Pero esto no será suficiente para revertir el daño realizado a las comunidades. En lo que a esto se refiere, al litigar en los casos de préstamos justos con la intención de lograr una restitución completa a las comunidades, existe una serie de principios que seguiremos en nuestros acuerdos conciliatorios y en nuestro litigio:

  • Exigiremos que los prestamistas inviertan en la comunidad perjudicada.
    • Como ejemplo, en septiembre, la División logró un acuerdo conciliatorio con First United Security Bank en Alabama en resolución de alegatos de un patrón o práctica de discriminación debido a raza, incluido "redlining".
    • Como parte de nuestro acuerdo conciliatorio, el banco acordó abrir una nueva sucursal en un vecindario Afroestadounidense, invertir $500,000 dólares en un programa de financiación especial para prestatarios y empresas estadounidenses y gastar más de $100,000 dólares en programas de extensión comunitaria para potenciales clientes y educación financiera del consumidor.
  • Exigiremos transparencia y responsabilidad asumida. El Departamento de Justicia seguirá adelante con su práctica de transformar la responsabilización en acuerdos al exigir que se obtengan datos y se mantengan registros. Pero también nos concentraremos ahora en establecer referencias para medir el progreso realizado, y exigir transparencia de modo que las comunidades puedan controlar el progreso logrado.
  • Utilizaremos todas nuestras herramientas tradicionales de vivienda justa para prevenir la segregación y la resegregación de comunidades. Seguiremos utilizando nuestros recursos de realización de pruebas para prevenir la discriminación y el direccionamiento ilícito. Asimismo, trabajaremos con nuestros asociados gubernamentales en asegurar que programas de vivienda diseñados para la revitalización de estas comunidades promuevan afirmativamente la vivienda justa.
  • Y, finalmente, brindaremos apoyo a soluciones innovadoras y creativas al trabajar con asociados federales, estatales y locales.

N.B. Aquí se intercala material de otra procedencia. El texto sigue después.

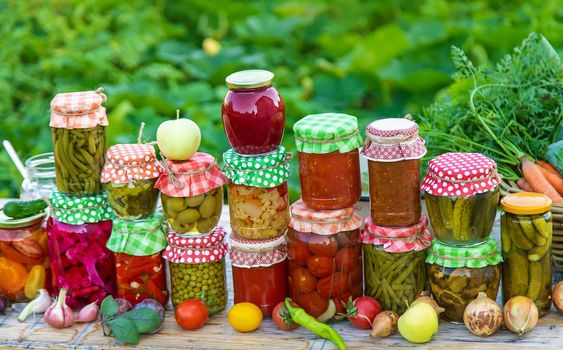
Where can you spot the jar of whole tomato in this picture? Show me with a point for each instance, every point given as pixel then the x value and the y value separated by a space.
pixel 325 259
pixel 329 164
pixel 23 256
pixel 394 262
pixel 393 149
pixel 139 268
pixel 259 272
pixel 257 192
pixel 253 112
pixel 77 233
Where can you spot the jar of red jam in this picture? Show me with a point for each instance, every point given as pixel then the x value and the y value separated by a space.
pixel 329 164
pixel 253 112
pixel 325 259
pixel 259 271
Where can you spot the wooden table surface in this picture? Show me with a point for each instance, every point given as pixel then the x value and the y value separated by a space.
pixel 217 334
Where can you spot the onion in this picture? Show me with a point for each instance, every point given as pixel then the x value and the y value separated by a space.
pixel 482 316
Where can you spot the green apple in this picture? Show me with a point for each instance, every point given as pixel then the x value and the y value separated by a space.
pixel 419 323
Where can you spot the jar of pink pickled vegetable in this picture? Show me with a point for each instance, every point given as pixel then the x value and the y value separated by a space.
pixel 77 233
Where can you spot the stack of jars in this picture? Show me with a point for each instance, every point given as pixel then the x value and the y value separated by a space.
pixel 462 195
pixel 395 236
pixel 325 258
pixel 257 168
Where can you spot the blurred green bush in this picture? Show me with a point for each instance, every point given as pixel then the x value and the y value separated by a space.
pixel 370 59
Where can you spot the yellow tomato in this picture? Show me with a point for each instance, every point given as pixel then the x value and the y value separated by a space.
pixel 245 317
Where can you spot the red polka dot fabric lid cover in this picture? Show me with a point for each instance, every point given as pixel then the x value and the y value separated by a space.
pixel 192 177
pixel 460 175
pixel 257 253
pixel 196 250
pixel 128 162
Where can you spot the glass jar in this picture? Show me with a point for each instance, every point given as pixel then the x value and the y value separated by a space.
pixel 253 112
pixel 456 275
pixel 393 149
pixel 325 259
pixel 394 263
pixel 526 236
pixel 41 181
pixel 77 233
pixel 257 193
pixel 259 270
pixel 23 257
pixel 140 271
pixel 78 122
pixel 197 268
pixel 461 197
pixel 192 194
pixel 329 164
pixel 129 175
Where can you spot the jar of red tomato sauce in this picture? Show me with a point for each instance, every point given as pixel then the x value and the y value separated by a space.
pixel 393 149
pixel 259 271
pixel 329 164
pixel 140 272
pixel 325 259
pixel 253 112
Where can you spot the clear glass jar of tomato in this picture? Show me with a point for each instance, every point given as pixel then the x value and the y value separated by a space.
pixel 253 112
pixel 329 164
pixel 325 259
pixel 259 270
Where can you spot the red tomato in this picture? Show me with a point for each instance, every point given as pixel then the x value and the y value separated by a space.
pixel 191 314
pixel 282 318
pixel 321 266
pixel 302 280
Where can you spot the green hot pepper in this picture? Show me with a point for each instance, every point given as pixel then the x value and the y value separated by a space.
pixel 299 316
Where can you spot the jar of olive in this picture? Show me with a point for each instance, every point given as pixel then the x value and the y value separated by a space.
pixel 456 275
pixel 192 194
pixel 197 268
pixel 526 234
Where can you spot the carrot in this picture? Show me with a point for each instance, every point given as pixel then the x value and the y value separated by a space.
pixel 537 180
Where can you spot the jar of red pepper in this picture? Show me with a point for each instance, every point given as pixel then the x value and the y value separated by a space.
pixel 140 271
pixel 259 271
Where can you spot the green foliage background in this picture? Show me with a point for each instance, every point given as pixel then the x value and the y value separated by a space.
pixel 371 59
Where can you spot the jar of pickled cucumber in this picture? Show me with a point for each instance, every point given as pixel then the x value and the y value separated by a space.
pixel 257 192
pixel 526 236
pixel 462 196
pixel 139 268
pixel 192 194
pixel 197 268
pixel 456 275
pixel 78 122
pixel 394 262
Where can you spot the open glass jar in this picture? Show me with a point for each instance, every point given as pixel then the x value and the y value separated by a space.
pixel 329 164
pixel 461 197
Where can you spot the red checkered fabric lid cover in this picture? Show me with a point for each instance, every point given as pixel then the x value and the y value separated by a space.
pixel 398 239
pixel 196 250
pixel 191 177
pixel 323 222
pixel 78 110
pixel 393 140
pixel 128 162
pixel 460 175
pixel 257 253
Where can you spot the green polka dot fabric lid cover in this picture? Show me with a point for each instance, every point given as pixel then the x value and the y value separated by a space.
pixel 327 132
pixel 138 237
pixel 482 255
pixel 80 210
pixel 264 171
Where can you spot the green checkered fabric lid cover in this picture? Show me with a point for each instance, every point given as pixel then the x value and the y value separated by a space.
pixel 264 171
pixel 80 210
pixel 327 132
pixel 138 237
pixel 485 254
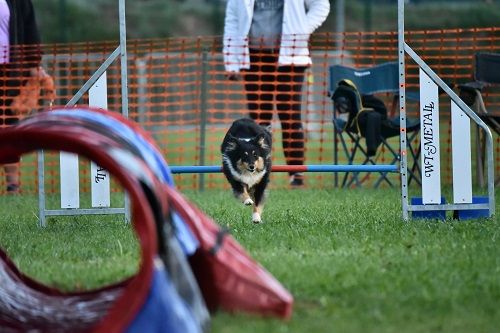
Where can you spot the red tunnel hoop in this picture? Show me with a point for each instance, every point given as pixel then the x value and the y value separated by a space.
pixel 98 148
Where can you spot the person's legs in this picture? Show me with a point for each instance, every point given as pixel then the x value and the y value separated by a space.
pixel 289 100
pixel 7 118
pixel 260 86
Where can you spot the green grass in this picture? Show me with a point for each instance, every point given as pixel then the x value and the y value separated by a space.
pixel 347 257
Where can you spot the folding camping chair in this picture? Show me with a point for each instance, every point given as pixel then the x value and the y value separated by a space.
pixel 486 74
pixel 375 126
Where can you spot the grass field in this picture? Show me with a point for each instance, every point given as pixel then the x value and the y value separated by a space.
pixel 347 257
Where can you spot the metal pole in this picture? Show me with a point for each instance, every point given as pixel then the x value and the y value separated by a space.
pixel 124 79
pixel 402 109
pixel 123 57
pixel 203 115
pixel 201 169
pixel 340 22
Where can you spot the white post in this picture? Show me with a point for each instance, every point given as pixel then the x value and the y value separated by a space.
pixel 99 177
pixel 461 155
pixel 69 177
pixel 429 138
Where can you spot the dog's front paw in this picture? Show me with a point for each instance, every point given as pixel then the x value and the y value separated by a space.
pixel 256 218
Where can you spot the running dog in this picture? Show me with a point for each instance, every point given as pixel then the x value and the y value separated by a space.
pixel 246 162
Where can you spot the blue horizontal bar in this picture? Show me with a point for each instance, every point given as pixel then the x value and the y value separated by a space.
pixel 293 168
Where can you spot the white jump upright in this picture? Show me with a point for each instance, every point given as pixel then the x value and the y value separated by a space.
pixel 99 177
pixel 461 115
pixel 69 165
pixel 429 140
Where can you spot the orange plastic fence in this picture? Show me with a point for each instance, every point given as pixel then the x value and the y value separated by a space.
pixel 179 92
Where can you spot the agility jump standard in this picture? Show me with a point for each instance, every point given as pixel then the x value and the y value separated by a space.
pixel 461 116
pixel 292 168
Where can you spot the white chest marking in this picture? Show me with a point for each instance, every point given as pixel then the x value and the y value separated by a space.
pixel 247 178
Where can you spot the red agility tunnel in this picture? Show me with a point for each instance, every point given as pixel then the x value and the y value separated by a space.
pixel 228 278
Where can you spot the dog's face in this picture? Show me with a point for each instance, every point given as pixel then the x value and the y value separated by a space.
pixel 248 155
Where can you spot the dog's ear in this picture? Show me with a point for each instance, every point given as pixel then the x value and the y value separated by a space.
pixel 267 128
pixel 232 143
pixel 261 141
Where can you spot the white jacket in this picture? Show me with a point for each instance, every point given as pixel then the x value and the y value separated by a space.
pixel 300 19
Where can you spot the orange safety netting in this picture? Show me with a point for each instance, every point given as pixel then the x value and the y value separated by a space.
pixel 178 91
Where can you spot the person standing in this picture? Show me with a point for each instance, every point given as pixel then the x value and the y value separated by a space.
pixel 266 44
pixel 20 58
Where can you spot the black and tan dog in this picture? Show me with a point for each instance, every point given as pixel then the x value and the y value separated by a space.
pixel 246 162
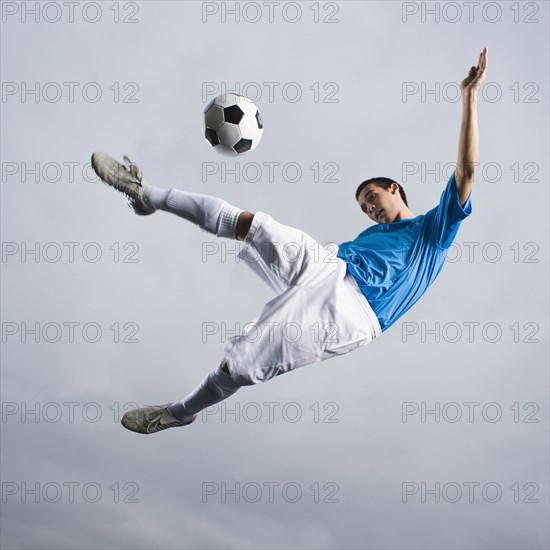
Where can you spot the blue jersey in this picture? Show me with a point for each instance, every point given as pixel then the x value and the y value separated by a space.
pixel 395 263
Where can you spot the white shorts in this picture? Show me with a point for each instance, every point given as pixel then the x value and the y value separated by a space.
pixel 319 311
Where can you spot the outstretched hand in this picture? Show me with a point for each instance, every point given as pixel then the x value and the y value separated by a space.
pixel 476 76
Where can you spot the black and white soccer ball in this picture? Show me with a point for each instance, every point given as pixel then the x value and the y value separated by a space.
pixel 232 124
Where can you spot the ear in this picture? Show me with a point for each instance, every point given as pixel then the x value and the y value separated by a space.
pixel 394 188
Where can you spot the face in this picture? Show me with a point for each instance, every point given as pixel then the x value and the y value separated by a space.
pixel 381 205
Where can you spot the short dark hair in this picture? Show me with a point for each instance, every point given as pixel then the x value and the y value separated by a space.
pixel 384 183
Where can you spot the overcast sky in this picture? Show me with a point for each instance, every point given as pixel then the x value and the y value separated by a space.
pixel 127 309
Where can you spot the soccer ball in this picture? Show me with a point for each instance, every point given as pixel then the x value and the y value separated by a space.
pixel 232 124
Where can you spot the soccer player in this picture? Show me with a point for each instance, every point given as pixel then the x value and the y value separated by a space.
pixel 351 297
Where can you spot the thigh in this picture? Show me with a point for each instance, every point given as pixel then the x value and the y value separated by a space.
pixel 287 256
pixel 303 325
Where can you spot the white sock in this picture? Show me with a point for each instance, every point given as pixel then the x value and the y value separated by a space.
pixel 217 386
pixel 210 213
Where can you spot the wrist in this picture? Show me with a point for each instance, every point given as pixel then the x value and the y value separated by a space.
pixel 469 96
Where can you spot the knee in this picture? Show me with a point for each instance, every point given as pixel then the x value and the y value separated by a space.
pixel 224 366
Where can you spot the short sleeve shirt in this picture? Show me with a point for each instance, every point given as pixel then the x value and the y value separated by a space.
pixel 395 263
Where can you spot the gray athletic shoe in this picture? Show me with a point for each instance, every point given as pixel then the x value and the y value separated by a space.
pixel 149 420
pixel 126 178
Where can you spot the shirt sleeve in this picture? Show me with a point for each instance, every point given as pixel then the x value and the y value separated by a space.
pixel 446 217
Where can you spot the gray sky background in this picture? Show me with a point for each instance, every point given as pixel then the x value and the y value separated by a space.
pixel 362 459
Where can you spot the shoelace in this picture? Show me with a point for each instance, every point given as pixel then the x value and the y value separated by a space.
pixel 154 419
pixel 134 171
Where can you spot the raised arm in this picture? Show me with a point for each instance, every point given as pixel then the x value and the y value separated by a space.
pixel 468 143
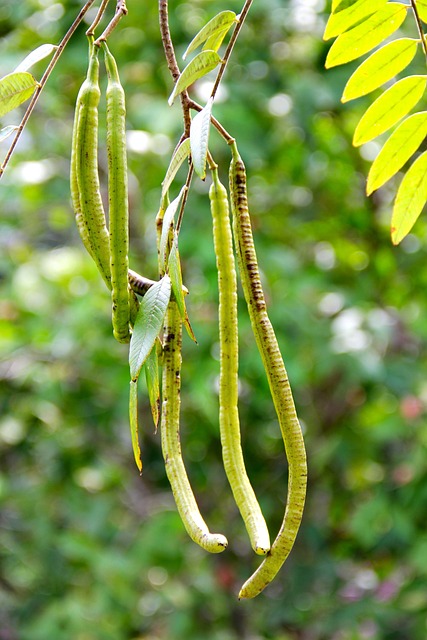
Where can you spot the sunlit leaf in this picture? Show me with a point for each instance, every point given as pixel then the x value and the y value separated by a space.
pixel 167 223
pixel 199 139
pixel 181 153
pixel 35 56
pixel 389 108
pixel 410 199
pixel 367 35
pixel 133 421
pixel 15 88
pixel 401 145
pixel 380 67
pixel 7 131
pixel 199 66
pixel 218 26
pixel 151 368
pixel 148 323
pixel 342 19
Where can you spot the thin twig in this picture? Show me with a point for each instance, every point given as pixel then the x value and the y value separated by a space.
pixel 230 46
pixel 419 26
pixel 172 62
pixel 98 18
pixel 121 10
pixel 43 81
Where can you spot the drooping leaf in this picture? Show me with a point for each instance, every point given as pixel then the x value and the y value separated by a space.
pixel 7 131
pixel 342 19
pixel 380 67
pixel 198 67
pixel 389 108
pixel 35 56
pixel 410 199
pixel 199 139
pixel 15 88
pixel 133 421
pixel 175 273
pixel 151 369
pixel 397 150
pixel 148 323
pixel 181 153
pixel 168 218
pixel 219 24
pixel 367 35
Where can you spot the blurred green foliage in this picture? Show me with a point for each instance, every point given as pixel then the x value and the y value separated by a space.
pixel 89 550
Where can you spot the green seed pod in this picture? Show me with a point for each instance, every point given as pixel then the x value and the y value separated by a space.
pixel 171 446
pixel 277 380
pixel 228 383
pixel 118 199
pixel 84 179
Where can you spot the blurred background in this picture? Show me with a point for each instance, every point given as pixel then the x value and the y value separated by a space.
pixel 88 549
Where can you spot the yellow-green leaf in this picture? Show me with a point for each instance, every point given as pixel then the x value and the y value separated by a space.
pixel 380 67
pixel 367 35
pixel 389 108
pixel 15 88
pixel 342 19
pixel 216 27
pixel 401 145
pixel 198 67
pixel 133 421
pixel 410 199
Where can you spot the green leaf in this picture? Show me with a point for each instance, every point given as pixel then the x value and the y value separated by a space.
pixel 380 67
pixel 151 369
pixel 389 108
pixel 180 154
pixel 341 20
pixel 199 138
pixel 15 88
pixel 401 145
pixel 410 199
pixel 199 66
pixel 133 421
pixel 35 56
pixel 367 35
pixel 7 131
pixel 216 27
pixel 174 265
pixel 167 223
pixel 148 324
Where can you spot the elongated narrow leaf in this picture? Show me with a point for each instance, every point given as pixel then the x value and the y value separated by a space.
pixel 389 108
pixel 380 67
pixel 15 88
pixel 35 56
pixel 220 23
pixel 7 131
pixel 148 323
pixel 133 421
pixel 151 369
pixel 422 9
pixel 367 35
pixel 199 66
pixel 175 272
pixel 181 153
pixel 410 199
pixel 343 19
pixel 199 139
pixel 168 219
pixel 401 145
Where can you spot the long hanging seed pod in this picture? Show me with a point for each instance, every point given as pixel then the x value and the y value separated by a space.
pixel 277 380
pixel 84 179
pixel 228 384
pixel 117 199
pixel 171 447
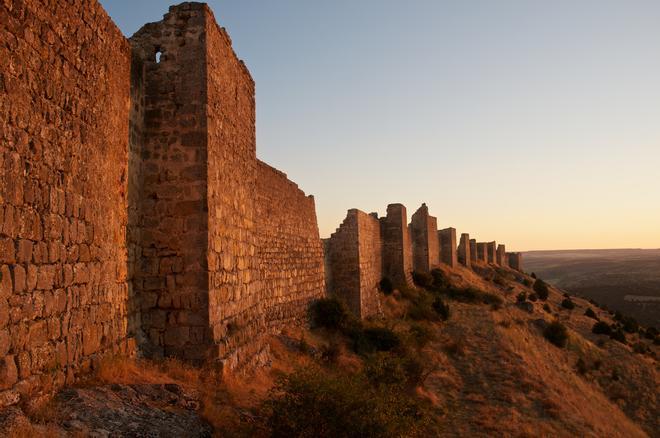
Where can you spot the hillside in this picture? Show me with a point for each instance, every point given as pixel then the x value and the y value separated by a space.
pixel 627 280
pixel 486 371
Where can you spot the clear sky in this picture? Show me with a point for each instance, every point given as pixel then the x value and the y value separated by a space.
pixel 534 123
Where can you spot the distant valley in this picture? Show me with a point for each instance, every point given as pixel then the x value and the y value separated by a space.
pixel 627 280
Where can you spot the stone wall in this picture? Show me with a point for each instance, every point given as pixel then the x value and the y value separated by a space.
pixel 397 246
pixel 501 255
pixel 473 250
pixel 464 254
pixel 424 236
pixel 354 254
pixel 448 246
pixel 289 249
pixel 171 280
pixel 64 112
pixel 491 251
pixel 515 261
pixel 482 252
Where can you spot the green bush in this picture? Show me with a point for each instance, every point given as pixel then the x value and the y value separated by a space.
pixel 630 325
pixel 329 313
pixel 590 313
pixel 386 286
pixel 618 335
pixel 541 289
pixel 556 333
pixel 310 403
pixel 370 340
pixel 567 303
pixel 601 328
pixel 422 279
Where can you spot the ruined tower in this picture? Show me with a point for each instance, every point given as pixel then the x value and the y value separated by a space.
pixel 424 235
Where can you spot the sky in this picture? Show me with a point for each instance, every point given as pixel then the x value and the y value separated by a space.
pixel 533 123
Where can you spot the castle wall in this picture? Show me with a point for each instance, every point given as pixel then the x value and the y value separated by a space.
pixel 171 280
pixel 491 252
pixel 515 261
pixel 354 254
pixel 397 246
pixel 501 255
pixel 482 252
pixel 424 236
pixel 464 255
pixel 448 246
pixel 289 248
pixel 473 250
pixel 64 111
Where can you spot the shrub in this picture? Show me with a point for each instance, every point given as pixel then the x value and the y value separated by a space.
pixel 374 339
pixel 441 308
pixel 421 334
pixel 422 279
pixel 601 328
pixel 630 325
pixel 618 335
pixel 541 289
pixel 567 303
pixel 309 403
pixel 386 286
pixel 329 313
pixel 556 333
pixel 590 313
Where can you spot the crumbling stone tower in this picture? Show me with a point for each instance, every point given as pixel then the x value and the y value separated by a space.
pixel 473 250
pixel 423 231
pixel 501 255
pixel 491 252
pixel 448 246
pixel 464 254
pixel 354 254
pixel 397 246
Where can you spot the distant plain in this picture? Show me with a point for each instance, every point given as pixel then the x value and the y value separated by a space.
pixel 627 280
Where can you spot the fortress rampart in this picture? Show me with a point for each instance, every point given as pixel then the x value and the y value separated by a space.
pixel 135 217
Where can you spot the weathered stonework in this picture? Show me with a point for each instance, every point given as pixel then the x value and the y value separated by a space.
pixel 473 250
pixel 482 252
pixel 397 247
pixel 501 255
pixel 491 252
pixel 354 254
pixel 64 130
pixel 464 254
pixel 424 235
pixel 133 210
pixel 515 261
pixel 448 254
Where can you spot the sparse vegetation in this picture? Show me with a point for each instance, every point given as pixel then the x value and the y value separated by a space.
pixel 601 328
pixel 590 313
pixel 556 333
pixel 567 303
pixel 541 289
pixel 314 403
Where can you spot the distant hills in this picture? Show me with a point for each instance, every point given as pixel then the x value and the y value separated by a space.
pixel 627 280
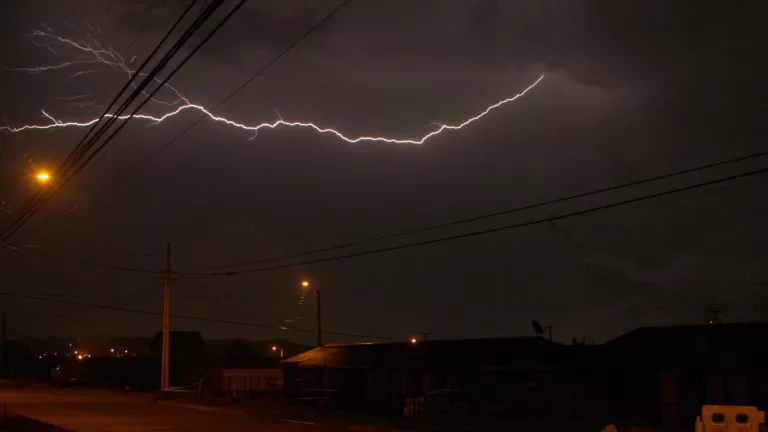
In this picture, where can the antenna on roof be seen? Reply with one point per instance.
(537, 328)
(714, 315)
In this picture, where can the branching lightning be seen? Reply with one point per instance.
(96, 54)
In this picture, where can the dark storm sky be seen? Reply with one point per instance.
(631, 90)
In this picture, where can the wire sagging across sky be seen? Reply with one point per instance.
(93, 53)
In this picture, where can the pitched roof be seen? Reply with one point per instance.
(488, 353)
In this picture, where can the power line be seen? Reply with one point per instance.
(245, 83)
(70, 173)
(494, 214)
(66, 168)
(185, 317)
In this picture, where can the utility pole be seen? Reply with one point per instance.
(306, 285)
(165, 366)
(319, 319)
(2, 345)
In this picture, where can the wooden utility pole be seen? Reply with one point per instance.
(165, 366)
(2, 345)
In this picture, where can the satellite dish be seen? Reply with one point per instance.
(537, 328)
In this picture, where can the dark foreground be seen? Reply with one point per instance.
(102, 411)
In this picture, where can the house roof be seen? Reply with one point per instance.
(480, 353)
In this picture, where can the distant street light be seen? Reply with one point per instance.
(43, 176)
(305, 284)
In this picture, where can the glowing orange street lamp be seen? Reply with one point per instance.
(43, 176)
(305, 284)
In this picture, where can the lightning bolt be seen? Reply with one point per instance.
(114, 60)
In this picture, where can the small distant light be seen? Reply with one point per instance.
(43, 176)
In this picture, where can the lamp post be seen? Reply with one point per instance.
(306, 285)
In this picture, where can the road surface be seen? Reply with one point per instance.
(92, 410)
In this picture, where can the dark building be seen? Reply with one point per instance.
(517, 374)
(650, 377)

Comunidades de todo el país ya están tomando acciones innovadoras para reconstruir y reinvertir.

Jim Rokakis del Condado de Cuyahoga, OH, es uno de estos innovadores que se encuentra entre nosotros hoy. Nos contará cómo su condado está logrando controlar el problema de las propiedades objeto de ejecución al establecer un banco agrario para que su comunidad pueda opinar con respecto a la disposición de propiedades bajo ejecución hipotecaria.   

Potencialmente, podríamos colaborar con personas como Jim en el Condado de Cuyahoga. El prestamista es un actor clave como el tenedor de propiedades REO. Podríamos, por lo tanto, explorar la posibilidad de acuerdos conciliatorios de otorgamiento justo de préstamos que requerirían que los prestamistas trabajen en conjunto con asociados comunitarios en asegurar que las propiedades ejecutadas no agreguen mayores cargas a las comunidades ya en dificultades debido al otorgamiento injusto de préstamos.

Al emerger de esta recesión, es esencial que no solo busquemos maneras de responsabilizar a quienes hayan discriminado en el pasado. También debemos encontrar maneras de reparar parte del daño hecho a familias y comunidades. Debemos usar el poder de la ley para estimular la creación de estrategias innovadoras para la reconstrucción y asegurar que no se pierdan en forma permanente décadas de inversiones.